Fortunately, some antibiotics can cure gonorrhea. Experts advise that you abstain from sexual activity until you are treated for gonorrhea and test negative for the infection, so you don't pass the infection on to other partners.
How to recognize and avoid gonorrhea
While it's true that many cases of gonorrhea are asymptomatic, and therefore more difficult to detect, it's important to be able to identify the symptoms of gonorrhea if they do arise.
Symptoms of gonorrhea in men include:
- Pus-like penis discharge
- Painful urination
- Swelling or pain in the testicles or scrotum
- Abdominal or pelvic pain
- Anal itching or pus-like discharge
- Rectal bleeding
If you have unprotected sex or have sex with multiple partners, you should be getting tested for STIs and STDs routinely. Most doctors recommend quarterly tests, though you can get tested more often if you see fit.

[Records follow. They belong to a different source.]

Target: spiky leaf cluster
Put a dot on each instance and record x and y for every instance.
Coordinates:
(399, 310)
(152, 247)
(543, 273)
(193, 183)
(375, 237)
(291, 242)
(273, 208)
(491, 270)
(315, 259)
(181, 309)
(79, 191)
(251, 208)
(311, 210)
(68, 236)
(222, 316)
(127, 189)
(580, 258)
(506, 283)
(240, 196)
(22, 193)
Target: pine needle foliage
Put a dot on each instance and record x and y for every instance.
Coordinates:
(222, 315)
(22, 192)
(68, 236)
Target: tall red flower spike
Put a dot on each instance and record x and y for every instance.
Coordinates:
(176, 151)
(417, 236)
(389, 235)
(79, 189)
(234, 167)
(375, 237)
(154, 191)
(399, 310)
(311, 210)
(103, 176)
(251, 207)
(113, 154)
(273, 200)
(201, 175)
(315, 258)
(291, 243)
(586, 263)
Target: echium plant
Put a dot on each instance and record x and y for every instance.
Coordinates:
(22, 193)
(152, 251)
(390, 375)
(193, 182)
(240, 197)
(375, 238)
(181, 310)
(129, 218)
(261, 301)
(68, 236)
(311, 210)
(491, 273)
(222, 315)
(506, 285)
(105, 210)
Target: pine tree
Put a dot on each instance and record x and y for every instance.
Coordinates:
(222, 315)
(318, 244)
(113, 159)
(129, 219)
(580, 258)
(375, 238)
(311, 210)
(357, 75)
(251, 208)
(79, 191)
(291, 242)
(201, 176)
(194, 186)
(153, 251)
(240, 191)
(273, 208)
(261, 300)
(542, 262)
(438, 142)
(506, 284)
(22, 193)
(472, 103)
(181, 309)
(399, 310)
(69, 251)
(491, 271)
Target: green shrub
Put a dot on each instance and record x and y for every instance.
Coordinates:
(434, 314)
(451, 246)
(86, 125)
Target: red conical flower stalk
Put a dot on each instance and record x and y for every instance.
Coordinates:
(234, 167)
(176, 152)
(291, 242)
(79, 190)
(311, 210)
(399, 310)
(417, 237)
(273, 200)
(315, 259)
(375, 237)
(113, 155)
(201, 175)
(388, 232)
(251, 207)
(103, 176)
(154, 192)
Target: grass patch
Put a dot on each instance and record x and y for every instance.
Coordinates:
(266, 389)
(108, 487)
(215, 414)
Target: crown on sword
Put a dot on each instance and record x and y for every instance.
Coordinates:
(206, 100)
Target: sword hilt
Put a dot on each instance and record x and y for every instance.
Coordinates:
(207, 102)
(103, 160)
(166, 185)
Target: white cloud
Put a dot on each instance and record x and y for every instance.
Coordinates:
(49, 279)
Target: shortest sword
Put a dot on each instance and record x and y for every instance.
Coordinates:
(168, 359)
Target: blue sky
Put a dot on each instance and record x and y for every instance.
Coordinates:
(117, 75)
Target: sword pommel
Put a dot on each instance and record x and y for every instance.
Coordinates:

Typically, a gonorrhea screening will require you to provide your doctor with a urine sample to be sent to a lab for testing. If you're experiencing potential symptoms, your doctor may also swab the affected area, whether that be the urethra, throat, rectum, mouth or eyes. The urine sample along with the swab will reveal whether the gonorrhea bacteria are present.
Treatment for gonorrhea usually involves antibiotics taken orally or administered through injections. The type of antibiotic you get will vary from case to case, as some gonorrhea strains are more antibiotic-resistant than others. And remember: It's crucial to finish all of your prescribed antibiotics, even if symptoms disappear. If you don't, the infection could become stronger and more difficult to treat.
Because gonorrhea is sexually transmitted, anyone who is sexually active is at risk of getting infected. You can avoid or lower your chances of getting the infection by abstaining from sex or using latex condoms and dental dams during sex.
So can gonorrhea actually cause erectile dysfunction? The path may be indirect, but yes, the initial infection can affect the epididymis and the prostate, which, in turn, can affect a man's ability to get hard enough for sexual activity.